Não quero fazer juízos de valor referentes ao cristianismo por dois motivos: 1) tenho minhas ressalvas e 2) não sou estudioso do tema. Como o título expõe: são considerações primárias.
Aristóteles, o primeiro grande sistematizador de uma ética, depositou praticamente todos seus esforços em definições. Parece ter posto o agente moral em tanta evidência que se esqueceu de lançar o olhar sobre a outra parte, ou seja, sobre o mundo e sobre os outros.
Não existe ética – reflexão sobre a moral e, por conseguinte, constituição de um modo de viver – quando eleva demais o agente e obceca o Outro. Só existe ética quando a bilateralidade, que se forma pelo agente e pela alteridade do outro (sem ser redundante), está posta como campo originário de qualquer disposição moral prática.
Não há como pensar a moral sem pensar a questão do outro; sem concebê-lo como o próprio possibilitador de tal pensamento. Sem o outro não há dispositivo que fundamente uma vida ética.
O Bom, talvez, só seja possível a partir de uma ambivalência que o produza. Em outras palavras, o Bom precisa ser mais que um mero conceito, e, sim, que seja o produto de uma vivência que tenha a misericórdia como princípio de ação. Assim, o Bom só aparece após a atitude moral, e, nunca, de antemão posto como sendo-em-si-mesmo.
Dessa forma, parece que a primeira parte da passagem do filme faz razoável sentido. Parece bastante plausível que “ninguém é bom por ser bom”, mas por ações que formulem sua bondade.
Seguindo este itinerário, a bondade não se assemelha à Ideia suprassensível do Bom, como em Platão, e nem à sua autossuficiência, como em Aristóteles (Ética a Nicômaco, 1097a-b). Ela é resultado de um debate Eu-Outro.
Do mesmo modo, me parece, acontece com a virtude. Nos tratados filosóficos que lidam com este tema específico, é comum haver uma superelevação do agente moral em detrimento do problema do Outro.
De Aristóteles a Cícero, por exemplo, as virtudes são tratadas como nobres características a serem cultivadas. E essas, para cada filósofo, são elencadas a fim de proporcionar um comedimento e/ou meio-termo. Contudo, ainda assim, o problema do Outro torna-se irrelevante.
O meio-termo ou o comedimento a todo custo só dizem respeito a quem os promovem. É uma forma de tentar negar-se enquanto falho, imperfeito, inacabado. O perdão – não só para com o Outro, mas para consigo próprio –, ao contrário, é uma forma de compreender-se enquanto errante e vivente de um mundo incompreendido e no qual há maldade e sofrimento.

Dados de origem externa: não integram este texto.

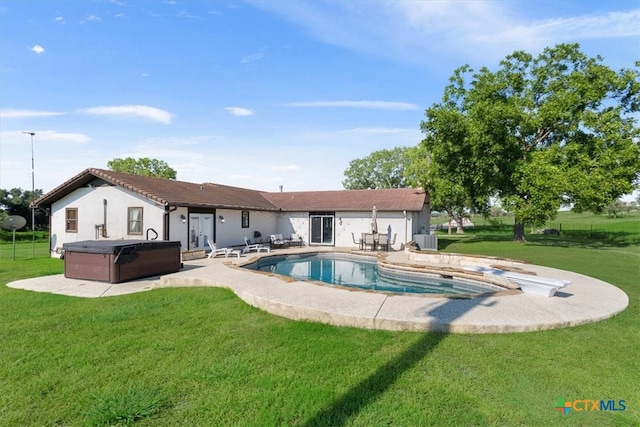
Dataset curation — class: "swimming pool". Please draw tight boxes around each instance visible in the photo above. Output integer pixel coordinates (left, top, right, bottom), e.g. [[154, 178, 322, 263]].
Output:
[[244, 253, 503, 295]]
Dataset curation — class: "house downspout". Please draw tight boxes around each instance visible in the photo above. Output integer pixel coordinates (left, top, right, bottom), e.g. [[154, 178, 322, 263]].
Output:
[[162, 203, 178, 240], [102, 199, 109, 239]]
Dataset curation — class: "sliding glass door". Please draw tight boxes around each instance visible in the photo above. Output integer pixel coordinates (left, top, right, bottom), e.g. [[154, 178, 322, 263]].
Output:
[[309, 214, 334, 245]]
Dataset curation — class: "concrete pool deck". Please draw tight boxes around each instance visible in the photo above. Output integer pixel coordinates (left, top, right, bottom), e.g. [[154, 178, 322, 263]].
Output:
[[7, 248, 629, 333]]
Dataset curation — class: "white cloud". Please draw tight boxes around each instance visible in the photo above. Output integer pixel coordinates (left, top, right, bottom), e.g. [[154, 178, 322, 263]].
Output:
[[225, 107, 253, 116], [80, 105, 172, 124], [0, 108, 66, 119], [283, 101, 420, 110], [268, 165, 302, 172], [252, 0, 640, 66], [341, 127, 419, 135], [240, 53, 264, 64], [34, 130, 91, 144], [0, 130, 91, 145], [80, 15, 100, 24]]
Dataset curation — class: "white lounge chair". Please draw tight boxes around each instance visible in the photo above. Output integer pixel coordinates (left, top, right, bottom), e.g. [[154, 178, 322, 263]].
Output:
[[207, 239, 240, 259], [463, 265, 571, 297], [242, 236, 271, 254], [269, 234, 287, 248]]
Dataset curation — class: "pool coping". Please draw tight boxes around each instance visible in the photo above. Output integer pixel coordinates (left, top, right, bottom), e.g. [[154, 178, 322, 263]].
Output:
[[7, 248, 629, 333]]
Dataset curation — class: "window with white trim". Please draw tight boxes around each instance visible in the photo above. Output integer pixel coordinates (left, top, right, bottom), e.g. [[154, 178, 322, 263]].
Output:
[[127, 207, 142, 235], [64, 208, 78, 233]]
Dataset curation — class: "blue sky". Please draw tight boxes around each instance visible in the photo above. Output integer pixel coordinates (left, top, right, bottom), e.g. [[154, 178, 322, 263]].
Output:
[[0, 0, 640, 191]]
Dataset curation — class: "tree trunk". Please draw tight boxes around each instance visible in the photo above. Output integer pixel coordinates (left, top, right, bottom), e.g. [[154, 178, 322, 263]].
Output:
[[456, 215, 464, 234], [513, 221, 526, 242]]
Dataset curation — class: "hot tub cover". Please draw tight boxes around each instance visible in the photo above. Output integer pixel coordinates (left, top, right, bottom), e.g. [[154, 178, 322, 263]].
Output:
[[62, 240, 181, 254]]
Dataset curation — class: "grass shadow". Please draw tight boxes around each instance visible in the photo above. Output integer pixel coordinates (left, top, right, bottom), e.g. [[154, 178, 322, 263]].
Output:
[[302, 297, 492, 427]]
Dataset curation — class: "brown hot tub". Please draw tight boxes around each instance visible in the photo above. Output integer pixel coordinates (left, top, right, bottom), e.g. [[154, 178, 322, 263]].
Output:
[[62, 240, 181, 283]]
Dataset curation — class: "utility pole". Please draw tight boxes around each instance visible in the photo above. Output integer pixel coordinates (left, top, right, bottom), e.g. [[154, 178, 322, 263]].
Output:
[[22, 132, 36, 258]]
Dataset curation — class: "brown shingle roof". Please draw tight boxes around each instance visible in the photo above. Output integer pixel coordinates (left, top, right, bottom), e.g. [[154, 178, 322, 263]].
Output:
[[36, 169, 278, 210], [262, 188, 426, 212], [35, 168, 426, 212]]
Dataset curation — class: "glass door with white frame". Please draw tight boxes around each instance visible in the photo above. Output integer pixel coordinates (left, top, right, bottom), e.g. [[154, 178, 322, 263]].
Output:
[[189, 213, 213, 249], [309, 214, 334, 245]]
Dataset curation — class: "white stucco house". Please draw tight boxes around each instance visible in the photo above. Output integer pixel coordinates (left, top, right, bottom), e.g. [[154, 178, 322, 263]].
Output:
[[34, 168, 430, 256]]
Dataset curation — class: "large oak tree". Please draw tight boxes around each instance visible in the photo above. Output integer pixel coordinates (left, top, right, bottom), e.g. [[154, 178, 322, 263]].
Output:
[[421, 44, 640, 241], [342, 147, 411, 190], [107, 157, 177, 179]]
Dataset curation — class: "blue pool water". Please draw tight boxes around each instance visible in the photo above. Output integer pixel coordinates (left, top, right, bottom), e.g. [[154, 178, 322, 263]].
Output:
[[245, 253, 500, 294]]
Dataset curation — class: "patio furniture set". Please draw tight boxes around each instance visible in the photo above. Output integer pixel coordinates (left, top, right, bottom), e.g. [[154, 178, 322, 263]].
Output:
[[351, 233, 397, 251]]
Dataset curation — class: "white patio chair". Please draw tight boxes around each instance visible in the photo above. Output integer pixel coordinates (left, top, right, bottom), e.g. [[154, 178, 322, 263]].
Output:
[[269, 234, 287, 248], [207, 239, 240, 259], [242, 236, 271, 254]]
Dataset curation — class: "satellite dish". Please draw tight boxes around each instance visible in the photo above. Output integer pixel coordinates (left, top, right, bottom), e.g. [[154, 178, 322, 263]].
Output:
[[2, 215, 27, 231]]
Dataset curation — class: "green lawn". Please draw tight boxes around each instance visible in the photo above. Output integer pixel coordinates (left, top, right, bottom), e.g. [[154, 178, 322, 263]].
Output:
[[0, 228, 640, 426]]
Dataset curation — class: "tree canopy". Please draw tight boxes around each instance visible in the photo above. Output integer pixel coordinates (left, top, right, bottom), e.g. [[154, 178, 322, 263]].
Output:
[[107, 157, 178, 180], [421, 44, 640, 240], [342, 147, 411, 190]]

Em um mundo no qual há as mais diversas formas de mazelas, o homem corajoso, constante, despido de temor, de tristeza e de alegria exacerbada, como defendia Cícero, em A virtude e a felicidade, transforma-se em uma ilha de gelo, na qual se torna inconveniente qualquer tentativa de caminhada.
Em suma, ao pensamento ético, em grande parte, falta a inserção da realidade da alteridade como “proponente” de uma ação daquele que age eticamente. A moral é sempre de via dupla: jamais há ação moral sem haver um problema que está do outro lado a ser correspondido. Por isso, a ode cristã ao amor como mantenedor da unidade do Espírito e da convivência.